CHICAGO - Fitch Ratings revised its outlook to stable from positive on the Chicago Board of Education as it entered the market yesterday with $558 million of new money.

The expectation of growing fiscal pressure facing Chicago Public Schools prompted the outlook revision, Fitch said. The district - the largest in Illinois - recently eliminated a $475 million shortfall in its $5.4 billion fiscal 2010 budget through a mix of tax increases, cuts, and federal stimulus funds. But spiking pension requirements and other costs will continue to pose significant challenges over the near term, analysts warned.

The district also plans to issue more than $1 billion of new money over the next two years, raising its already-high debt burden. Yesterday's issue consists of $518 million of taxable Build America Bonds and about $40 million of tax-exempt general obligation bonds.

Banc of America-Merrill Lynch is senior manager. Northern Trust Securities Inc. and Siebert Brandford Shank & Co. are co-senior managers. A.C. Advisory Inc. is financial adviser.

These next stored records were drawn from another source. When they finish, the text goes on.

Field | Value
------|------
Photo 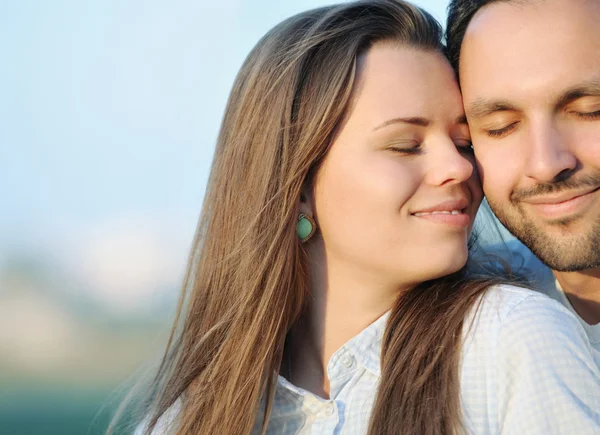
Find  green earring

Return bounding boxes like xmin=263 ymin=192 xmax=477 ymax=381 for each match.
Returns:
xmin=296 ymin=213 xmax=317 ymax=243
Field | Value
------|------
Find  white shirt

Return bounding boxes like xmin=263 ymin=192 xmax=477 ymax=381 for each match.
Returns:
xmin=142 ymin=285 xmax=600 ymax=435
xmin=256 ymin=286 xmax=600 ymax=435
xmin=486 ymin=240 xmax=600 ymax=360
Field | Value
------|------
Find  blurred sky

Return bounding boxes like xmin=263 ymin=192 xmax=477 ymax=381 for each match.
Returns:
xmin=0 ymin=0 xmax=447 ymax=309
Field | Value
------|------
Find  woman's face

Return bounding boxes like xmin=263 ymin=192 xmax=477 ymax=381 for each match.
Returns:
xmin=312 ymin=44 xmax=482 ymax=285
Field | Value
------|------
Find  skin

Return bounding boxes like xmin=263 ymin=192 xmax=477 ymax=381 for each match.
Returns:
xmin=459 ymin=0 xmax=600 ymax=324
xmin=290 ymin=44 xmax=482 ymax=397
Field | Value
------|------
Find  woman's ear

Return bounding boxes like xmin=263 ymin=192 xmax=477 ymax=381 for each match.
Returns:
xmin=298 ymin=185 xmax=314 ymax=217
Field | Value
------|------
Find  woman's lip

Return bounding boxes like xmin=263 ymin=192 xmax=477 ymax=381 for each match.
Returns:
xmin=413 ymin=211 xmax=471 ymax=228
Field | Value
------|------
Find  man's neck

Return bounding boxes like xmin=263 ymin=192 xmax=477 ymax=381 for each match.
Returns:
xmin=554 ymin=268 xmax=600 ymax=325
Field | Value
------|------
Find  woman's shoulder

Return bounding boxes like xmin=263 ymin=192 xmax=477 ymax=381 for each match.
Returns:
xmin=472 ymin=284 xmax=576 ymax=325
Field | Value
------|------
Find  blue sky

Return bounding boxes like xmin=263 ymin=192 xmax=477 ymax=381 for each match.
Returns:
xmin=0 ymin=0 xmax=447 ymax=312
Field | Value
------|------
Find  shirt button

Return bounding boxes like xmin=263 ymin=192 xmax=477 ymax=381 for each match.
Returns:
xmin=340 ymin=355 xmax=354 ymax=369
xmin=319 ymin=403 xmax=335 ymax=417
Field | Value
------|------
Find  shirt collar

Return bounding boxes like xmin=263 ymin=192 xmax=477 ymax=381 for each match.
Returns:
xmin=344 ymin=311 xmax=390 ymax=376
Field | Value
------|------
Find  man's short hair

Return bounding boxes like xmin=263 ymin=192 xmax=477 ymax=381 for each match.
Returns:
xmin=446 ymin=0 xmax=511 ymax=73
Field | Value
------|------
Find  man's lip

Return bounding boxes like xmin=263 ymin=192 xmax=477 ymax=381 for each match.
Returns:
xmin=410 ymin=197 xmax=470 ymax=214
xmin=521 ymin=186 xmax=600 ymax=205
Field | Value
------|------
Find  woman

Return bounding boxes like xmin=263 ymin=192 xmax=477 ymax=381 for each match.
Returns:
xmin=124 ymin=0 xmax=600 ymax=434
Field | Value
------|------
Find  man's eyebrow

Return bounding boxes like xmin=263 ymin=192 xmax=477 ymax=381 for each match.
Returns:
xmin=454 ymin=115 xmax=468 ymax=125
xmin=467 ymin=98 xmax=519 ymax=118
xmin=556 ymin=78 xmax=600 ymax=107
xmin=373 ymin=116 xmax=431 ymax=131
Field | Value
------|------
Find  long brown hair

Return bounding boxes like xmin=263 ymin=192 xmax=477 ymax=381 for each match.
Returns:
xmin=123 ymin=0 xmax=510 ymax=435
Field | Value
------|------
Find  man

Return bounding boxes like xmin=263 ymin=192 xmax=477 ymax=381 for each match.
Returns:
xmin=447 ymin=0 xmax=600 ymax=352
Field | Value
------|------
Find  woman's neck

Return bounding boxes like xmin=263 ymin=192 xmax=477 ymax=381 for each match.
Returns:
xmin=282 ymin=245 xmax=400 ymax=398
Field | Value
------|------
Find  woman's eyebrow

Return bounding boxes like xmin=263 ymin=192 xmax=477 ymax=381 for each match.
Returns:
xmin=373 ymin=116 xmax=431 ymax=131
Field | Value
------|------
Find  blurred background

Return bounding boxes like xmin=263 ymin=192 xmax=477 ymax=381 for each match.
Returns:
xmin=0 ymin=0 xmax=447 ymax=435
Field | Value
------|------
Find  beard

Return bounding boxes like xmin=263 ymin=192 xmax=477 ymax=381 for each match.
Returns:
xmin=487 ymin=174 xmax=600 ymax=272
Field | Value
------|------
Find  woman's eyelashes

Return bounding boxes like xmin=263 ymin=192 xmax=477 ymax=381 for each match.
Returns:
xmin=574 ymin=110 xmax=600 ymax=120
xmin=387 ymin=140 xmax=473 ymax=156
xmin=387 ymin=141 xmax=423 ymax=155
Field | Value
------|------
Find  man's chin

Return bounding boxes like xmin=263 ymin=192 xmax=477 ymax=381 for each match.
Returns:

Fitch rates the credit A-plus, Moody's Investor's Service rates it A1 and Standard & Poor's rates it AA-minus.

The bonds are secured by unlimited ad-valorem taxes levied against all taxable property in Chicago, and are also payable from general state aid revenue.

Fitch noted a number of challenges facing the district over the next few years, including rapidly rising pension payment requirements, delays in state aid, and a weak economy.

"Maintenance of adequate fiscal reserves, despite spending pressure and the financial effects of a weakened economy, is a key credit consideration," Fitch analyst Melanie Shaker said in a report on the outlook revision that was released Tuesday.

Pension contributions in the fiscal 2010 budget will rise by $130 million to $300 million, teacher salaries by $125 million, and health care by $30 million. Officials said another $229 million will be needed in fiscal 2011 for pensions, leaving the school district with an estimated $900 million gap.

"Fiscal 2010 will be a difficult year for CPS, as pension payments have increased more than tenfold since 2006 and teacher contracts, though settled through 2012, provide somewhat generous wage increases of 4% annually," Shaker wrote.

The Civic Federation of Chicago, a local watchdog group, has warned that CPS faces major fiscal challenges, particularly related to its pension funding. The group recommended that the Illinois General Assembly and the district work together to enact a moratorium on pension enhancements and limit annual pension increases for new hires.

In addition to yesterday's sale, the district's finance team is discussing potential structures for a qualified school construction bond issue it hopes to complete in the coming months. By issuing the taxable tax-credit bonds instead of traditional tax-exempt debt, CPS can steer elsewhere the funds that would have gone to interest payments.

The QSCB program provides investors federal tax credits instead of interest, leaving the issuer to repay only the bond principal and other issuance costs. Chicago schools received $254 million of the $22 billion of bonding authorization doled out to states and school districts under the federal stimulus.

The district has $4.3 billion in outstanding debt.